News of the shift away from Flash for mobile devices was first reported on ZDNet a little over two months ago, where it was finally confirmed by Danny Winokur, who serves as Adobe’s vice president of interactive development. In Winokur’s statement to the press, he lauded the expansion of flash into mobile devices, but acknowledged that the universal support of HTML5 is the best solution for deploying mobile content in the future.This acknowledgement comes only a year after Apple’s former CEO Steve Jobs penned a harsh letter entitled “Thoughts on Flash”, which detailed his decision as to why the company would not support Adobe’s outdated technology.

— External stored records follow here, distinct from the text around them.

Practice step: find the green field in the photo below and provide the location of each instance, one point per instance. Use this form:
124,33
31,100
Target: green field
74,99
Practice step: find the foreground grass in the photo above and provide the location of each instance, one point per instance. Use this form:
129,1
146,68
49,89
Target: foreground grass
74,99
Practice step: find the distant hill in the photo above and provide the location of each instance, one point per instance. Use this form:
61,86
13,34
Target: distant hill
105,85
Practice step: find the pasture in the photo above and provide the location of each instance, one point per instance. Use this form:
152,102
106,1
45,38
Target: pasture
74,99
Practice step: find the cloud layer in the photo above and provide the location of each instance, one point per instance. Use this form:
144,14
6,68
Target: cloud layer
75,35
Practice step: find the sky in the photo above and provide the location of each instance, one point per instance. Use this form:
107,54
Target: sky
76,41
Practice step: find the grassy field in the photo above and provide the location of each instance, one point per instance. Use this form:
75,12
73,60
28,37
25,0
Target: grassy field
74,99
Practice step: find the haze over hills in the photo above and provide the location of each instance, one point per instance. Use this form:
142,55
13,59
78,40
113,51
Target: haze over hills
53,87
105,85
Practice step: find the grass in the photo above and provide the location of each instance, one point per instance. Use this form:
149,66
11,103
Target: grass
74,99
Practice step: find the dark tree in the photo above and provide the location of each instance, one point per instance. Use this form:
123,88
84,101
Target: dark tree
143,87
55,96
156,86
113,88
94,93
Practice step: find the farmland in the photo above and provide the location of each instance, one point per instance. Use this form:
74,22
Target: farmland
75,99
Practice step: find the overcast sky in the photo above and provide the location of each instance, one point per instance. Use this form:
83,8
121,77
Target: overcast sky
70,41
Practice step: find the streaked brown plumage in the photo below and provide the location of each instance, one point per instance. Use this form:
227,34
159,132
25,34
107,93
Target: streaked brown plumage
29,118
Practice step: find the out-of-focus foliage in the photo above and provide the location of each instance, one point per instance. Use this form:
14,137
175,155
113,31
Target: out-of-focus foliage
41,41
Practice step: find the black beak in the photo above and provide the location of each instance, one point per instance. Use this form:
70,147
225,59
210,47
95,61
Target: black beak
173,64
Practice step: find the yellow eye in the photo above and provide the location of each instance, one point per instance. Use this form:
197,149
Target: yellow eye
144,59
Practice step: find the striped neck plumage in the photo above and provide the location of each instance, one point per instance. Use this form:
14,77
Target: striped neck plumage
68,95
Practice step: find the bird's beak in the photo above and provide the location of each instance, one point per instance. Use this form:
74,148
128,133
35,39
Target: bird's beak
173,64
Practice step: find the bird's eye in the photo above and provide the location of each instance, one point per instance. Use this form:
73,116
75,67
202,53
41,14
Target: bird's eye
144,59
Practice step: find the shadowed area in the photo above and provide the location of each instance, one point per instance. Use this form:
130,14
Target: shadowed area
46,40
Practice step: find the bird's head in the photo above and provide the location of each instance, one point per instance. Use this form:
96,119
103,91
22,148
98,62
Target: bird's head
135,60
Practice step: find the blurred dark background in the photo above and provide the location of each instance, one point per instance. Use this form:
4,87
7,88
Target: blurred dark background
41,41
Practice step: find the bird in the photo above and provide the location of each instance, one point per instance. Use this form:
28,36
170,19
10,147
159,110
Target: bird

Jobs’ main point was that Flash was designed to cater to the desktop environment and with its resource intensive architecture, it would not provide a good mobile experience. Despite how hard Adobe fought with Jobs on the matter in order to get Flash accepted into Apple’s walled garden, it appears the company now agrees with his sentiments.
The company was likely spurred on by the news that Microsoft shares the same opinion as Apple when it comes to Flash in the mobile environment, as the Metro browser featured in Windows 8 which will be for both tablets and PCs will be plug-in free. Microsoft said in September that Internet Explorer 10 will support web-plugins for PCs, but the feature will not be present for tablets. With such a shift in focus from two major players in how consumers interact with their devices, the move to dump Flash on the mobile platform seems to be a smart one.
Instead, Adobe will now focus its last remaining resources to assisting Flash developers in converting their flash files into native apps designed to run on Adobe AIR. After the upcoming Flash 11.1 release for Android and the Blackberry PlayBook, the company will only focus on critical bug fixes and security updates, with no new resources dedicated to device configuration. From this point forward, Adobe will focus its efforts on HTML5 and newer innovations.
Of course with the end of Flash support, Adobe announced that more than 750 jobs will be cut as the company begins internal restructuring in order to refocus their development on newer technologies. The jobs are being cut mostly from North America and Europe as the company plans on focusing more of its developmental resources around Digital Media and Marketing. With all of the restructuring and severance payouts, the company is expected to pay anywhere between $87 to $94 million in pretax restructuring charges. Despite the grim prospect, Adobe is confident that its revenue will remain between $1.08 billion and $1.13 billion.